What they do: Pula is a Kenya-headquartered insurtech that designs and distributes climate risk insurance for smallholder farmers across Africa and Asia.

Why they're worth watching: Roughly 97% of smallholder farmers in Africa lack access to formal insurance, despite carrying nearly all the climate risk in their livelihoods. Pula, co-founded in 2015 by CEO Thomas Njeru and President Rose Goslinga, closed a $20 million Series B in April 2024, led by BlueOrchard with participation from the IFC and the Bill & Melinda Gates Foundation, bringing total funding to roughly $26 million. The company has since protected more than 15.4 million farmers across 22 countries, bundling insurance premiums directly into the cost of seeds, credit, or input packages so farmers don't have to separately seek out and pay for cover. Its research reports that insured farmers increase farm investment by an average of 16% and improve yields by 56%, figures that help explain why 80% of Pula's distribution partners renew their coverage each year.

The bigger trend: Pula's growth is part of a broader shift in African agritech away from pure productivity tools and toward risk management infrastructure, insurance, credit, and traceability, that determines whether a good harvest actually translates into a stable livelihood.

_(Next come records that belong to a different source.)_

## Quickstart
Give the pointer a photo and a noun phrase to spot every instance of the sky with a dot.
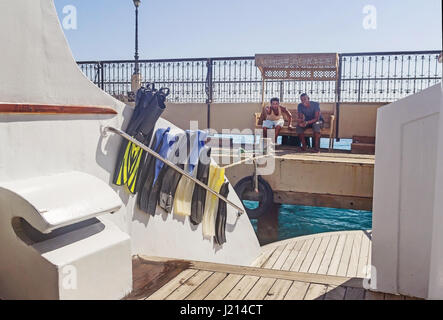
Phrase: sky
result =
(105, 29)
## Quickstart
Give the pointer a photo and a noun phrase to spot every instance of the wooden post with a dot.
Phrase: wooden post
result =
(267, 226)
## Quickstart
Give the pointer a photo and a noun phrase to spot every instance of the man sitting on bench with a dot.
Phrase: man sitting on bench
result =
(272, 117)
(309, 116)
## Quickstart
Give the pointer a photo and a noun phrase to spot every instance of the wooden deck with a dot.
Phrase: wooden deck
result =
(326, 266)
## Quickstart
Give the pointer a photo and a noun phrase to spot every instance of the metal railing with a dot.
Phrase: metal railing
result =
(172, 165)
(364, 77)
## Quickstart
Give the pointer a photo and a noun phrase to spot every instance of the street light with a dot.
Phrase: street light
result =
(136, 77)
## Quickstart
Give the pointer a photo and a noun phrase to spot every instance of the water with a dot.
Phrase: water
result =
(295, 221)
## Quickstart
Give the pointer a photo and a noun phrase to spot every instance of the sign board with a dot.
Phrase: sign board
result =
(307, 66)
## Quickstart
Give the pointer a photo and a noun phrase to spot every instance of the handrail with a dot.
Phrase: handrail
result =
(172, 165)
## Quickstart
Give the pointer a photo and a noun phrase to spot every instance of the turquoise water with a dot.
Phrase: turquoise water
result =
(295, 221)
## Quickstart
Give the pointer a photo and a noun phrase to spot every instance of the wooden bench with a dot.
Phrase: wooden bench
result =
(326, 132)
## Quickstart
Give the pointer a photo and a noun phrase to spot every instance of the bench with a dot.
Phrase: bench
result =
(326, 132)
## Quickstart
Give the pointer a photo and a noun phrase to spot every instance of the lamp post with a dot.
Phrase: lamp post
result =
(136, 77)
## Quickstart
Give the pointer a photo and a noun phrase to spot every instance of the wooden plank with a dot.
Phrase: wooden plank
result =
(335, 293)
(355, 255)
(222, 290)
(371, 295)
(207, 286)
(364, 255)
(310, 255)
(336, 257)
(315, 292)
(293, 255)
(355, 294)
(270, 273)
(278, 290)
(190, 285)
(302, 255)
(284, 255)
(344, 261)
(260, 289)
(274, 257)
(324, 265)
(242, 288)
(318, 258)
(297, 291)
(264, 257)
(171, 286)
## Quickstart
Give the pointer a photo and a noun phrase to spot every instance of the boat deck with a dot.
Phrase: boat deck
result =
(326, 266)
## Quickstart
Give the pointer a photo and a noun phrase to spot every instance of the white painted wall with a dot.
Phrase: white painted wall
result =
(404, 190)
(37, 67)
(436, 268)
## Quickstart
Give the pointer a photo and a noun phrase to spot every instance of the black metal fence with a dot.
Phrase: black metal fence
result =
(364, 77)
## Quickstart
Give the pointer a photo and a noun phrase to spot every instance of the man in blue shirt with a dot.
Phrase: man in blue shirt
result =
(309, 116)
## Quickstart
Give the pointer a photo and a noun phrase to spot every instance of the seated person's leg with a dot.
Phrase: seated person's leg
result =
(301, 135)
(278, 125)
(316, 127)
(267, 125)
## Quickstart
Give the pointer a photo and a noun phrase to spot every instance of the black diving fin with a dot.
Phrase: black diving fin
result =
(150, 104)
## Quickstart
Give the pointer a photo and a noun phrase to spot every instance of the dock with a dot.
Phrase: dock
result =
(328, 266)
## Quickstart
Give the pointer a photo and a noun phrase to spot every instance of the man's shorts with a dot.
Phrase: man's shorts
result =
(272, 124)
(316, 127)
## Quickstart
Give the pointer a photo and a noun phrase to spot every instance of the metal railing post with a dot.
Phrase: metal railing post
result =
(209, 90)
(338, 98)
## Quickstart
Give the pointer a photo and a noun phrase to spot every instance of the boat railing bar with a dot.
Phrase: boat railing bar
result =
(253, 57)
(172, 165)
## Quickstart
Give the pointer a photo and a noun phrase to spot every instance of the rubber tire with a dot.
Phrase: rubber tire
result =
(265, 191)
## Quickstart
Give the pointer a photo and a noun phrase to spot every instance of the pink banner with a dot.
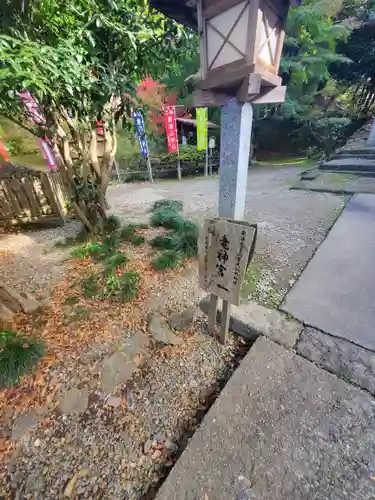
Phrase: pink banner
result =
(36, 117)
(171, 128)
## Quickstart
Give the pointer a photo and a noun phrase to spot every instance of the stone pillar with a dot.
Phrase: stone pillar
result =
(236, 122)
(371, 140)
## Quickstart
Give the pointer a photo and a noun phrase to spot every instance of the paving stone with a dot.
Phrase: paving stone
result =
(116, 369)
(23, 423)
(74, 401)
(343, 358)
(251, 320)
(181, 321)
(135, 345)
(161, 331)
(281, 429)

What These Startups Tell Us About East Africa's Tech Ecosystem

A few patterns cut across all five companies, and they say more about the region's direction than any single company does on its own.

Infrastructure is beating standalone apps. Ampersand, Zembo, and SLS Energy are all, in different ways, building physical or financial infrastructure, charging networks, financing rails, battery circularity, rather than a consumer app layered on top of someone else's infrastructure. That's a meaningfully harder business to build, and a meaningfully harder one to displace once built.

Regional expansion is happening early, not as an afterthought. Ampersand operates across Rwanda and Kenya from a young stage; Rocket Health's merger with MYDAWA was explicitly framed around cross-border reach; Pula operates in 22 countries. None of these companies waited for total dominance in a single home market before expanding.

Consolidation, not just competition, is shaping outcomes. Rocket Health's merger with MYDAWA is the clearest example: in a capital-constrained environment, combining complementary platforms is proving to be a more realistic path to regional scale than every company independently building every layer of its own stack.

Climate and resilience are becoming core business models, not side features. Ampersand and Zembo sell cleaner transport as a cost-saving product first and an environmental one second; Pula sells climate insurance as financial protection first. In each case, the sustainability story is inseparable from the commercial one, not bolted on afterward.

Final Thoughts

East Africa's next generation of technology companies is being shaped less by hype and more by execution. The startups attracting genuine attention in 2026 are solving practical, high-impact problems across industries that matter directly to the region's economic future, moving people, keeping people healthy, powering infrastructure, and protecting farmers from the climate risk that threatens their livelihoods every season.

For investors, these companies are worth watching not simply because of where they are today, but because of what they reveal about where East Africa's innovation ecosystem is headed: toward infrastructure over apps, regional scale over single-market dominance, and resilience built into the business model rather than added on top of it.